Online Action Detection

Roeland De Geest¹, Efstratios Gavves², Amir Ghodrati¹, Zhenyang Li², Cees Snoek², Tinne Tuytelaars¹

ECCV 2016

¹ PSI, ESAT, KU Leuven

² QUVA-Lab, University of Amsterdam

The goal of online action detection is to detect an action as it happens and ideally even before the action is fully completed. A decision is made early, without having seen a complete video (as is the case in traditional action detection). Being able to detect an action at the time of the occurence can be useful in many practical applications, e.g.,

a pro-active robot offering a helping hand,
a surveillance camera raising an alarm not just after the facts but well in time to allow for intervention,
a smart active camera system zooming in on the action scene and recording it from the optimal perspective,
an autonomous car stopping for a child chasing a ball.

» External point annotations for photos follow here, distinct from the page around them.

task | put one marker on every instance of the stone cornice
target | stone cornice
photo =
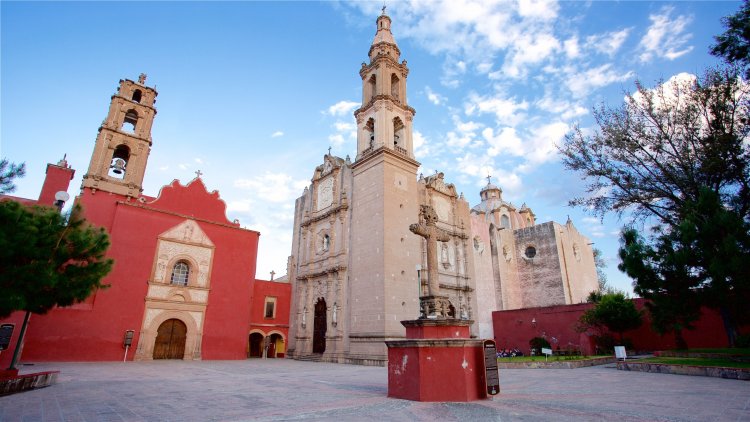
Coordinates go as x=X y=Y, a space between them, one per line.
x=325 y=271
x=335 y=210
x=187 y=217
x=405 y=108
x=368 y=155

We introduce the online action detection problem in our ECCV 2016 paper (read it on arXiv). Essentially, an online action detection method must answer the following question: based on all frames seen up to now, what action (if any) is happening in the current frame? Therefore, we use the per-frame average precision for evaluation. We collected the TVSeries dataset, a new dataset that can be used to evaluate online (as well as traditional) action detection methods. We evaluate three popular video interpretation methods on this dataset, both in an online and an offline action detection setting: Fisher vectors with SVM, a frame-based CNN, and an LSTM with the output of this CNN as input. None of the methods perform well, indicating that more research on this relevant, challenging problem is needed.

Citation:
De Geest, R., Gavves, E., Ghodrati, A., Li, Z., Snoek, C. & Tuytelaars, T. (2016). Online Action Detection. ECCV 2016.